Hi, who can help to fix the error while running the below scripts in Jupyter Notebook? thanks.
Errors:
Name: Compile Error
Message: :24: error: value toDF is not a member of org.apache.spark.rdd.RDD[LogRecord]
val accessDf = accessLog.toDF()
^
StackTrace:
Scripts:
case class LogRecord( host: String, timeStamp: String, url:String,httpCode:Int)
val PATTERN = “”"^(\S+) (\S+) (\S+) [([\w:/]+\s[+-]\d{4})] “(\S+) (\S+)(.*)” (\d{3}) (\S+)""".r
def parseLogLine(log: String):
LogRecord = {
val res = PATTERN.findFirstMatchIn(log)
if (res.isEmpty)
{
println("Rejected Log Line: " + log)
LogRecord(“Empty”, “”, “”, -1 )
}
else
{
val m = res.get
LogRecord(m.group(1), m.group(4),m.group(6), m.group(8).toInt)
}
}
val logFile = sc.textFile("/data/spark/project/NASA_access_log_Aug95.gz")

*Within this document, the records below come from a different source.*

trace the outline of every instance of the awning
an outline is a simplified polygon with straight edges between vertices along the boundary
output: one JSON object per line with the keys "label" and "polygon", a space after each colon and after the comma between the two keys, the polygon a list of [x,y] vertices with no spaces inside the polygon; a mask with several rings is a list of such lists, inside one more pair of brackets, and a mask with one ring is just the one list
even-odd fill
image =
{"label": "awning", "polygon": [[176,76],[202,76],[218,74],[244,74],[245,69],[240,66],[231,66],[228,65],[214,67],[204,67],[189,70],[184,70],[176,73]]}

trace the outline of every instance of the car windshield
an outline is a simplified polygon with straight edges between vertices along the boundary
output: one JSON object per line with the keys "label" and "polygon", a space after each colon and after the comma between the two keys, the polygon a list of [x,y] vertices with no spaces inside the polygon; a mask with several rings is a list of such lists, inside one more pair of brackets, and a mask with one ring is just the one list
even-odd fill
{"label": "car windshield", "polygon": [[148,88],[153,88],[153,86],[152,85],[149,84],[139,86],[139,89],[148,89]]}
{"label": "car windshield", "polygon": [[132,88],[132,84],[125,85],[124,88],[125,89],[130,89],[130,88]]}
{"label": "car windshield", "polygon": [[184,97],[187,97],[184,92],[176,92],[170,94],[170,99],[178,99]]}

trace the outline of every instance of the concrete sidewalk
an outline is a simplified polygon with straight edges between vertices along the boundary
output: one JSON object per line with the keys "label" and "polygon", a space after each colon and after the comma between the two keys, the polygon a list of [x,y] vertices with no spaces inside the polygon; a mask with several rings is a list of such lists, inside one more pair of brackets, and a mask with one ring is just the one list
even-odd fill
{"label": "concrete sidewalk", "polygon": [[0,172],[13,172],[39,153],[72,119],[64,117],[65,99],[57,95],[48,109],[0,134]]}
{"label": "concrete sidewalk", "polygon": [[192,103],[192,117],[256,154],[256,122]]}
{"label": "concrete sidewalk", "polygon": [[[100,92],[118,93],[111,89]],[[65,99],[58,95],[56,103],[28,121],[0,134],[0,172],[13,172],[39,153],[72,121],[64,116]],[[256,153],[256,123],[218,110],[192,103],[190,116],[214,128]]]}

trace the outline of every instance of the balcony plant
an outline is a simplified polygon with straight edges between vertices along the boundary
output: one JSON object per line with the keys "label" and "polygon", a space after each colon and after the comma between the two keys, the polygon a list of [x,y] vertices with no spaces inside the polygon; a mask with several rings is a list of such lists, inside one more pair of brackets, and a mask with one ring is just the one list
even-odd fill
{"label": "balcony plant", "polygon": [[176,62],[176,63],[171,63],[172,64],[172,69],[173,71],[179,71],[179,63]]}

val accessLog = logFile.map(parseLogLine)
val accessDf = accessLog.toDF()
accessDf.printSchema
accessDf.createOrReplaceTempView(“nasalog”)
val output = spark.sql(“select * from nasalog”)
output.createOrReplaceTempView(“nasa_log”)
spark.sql(“cache TABLE nasa_log”)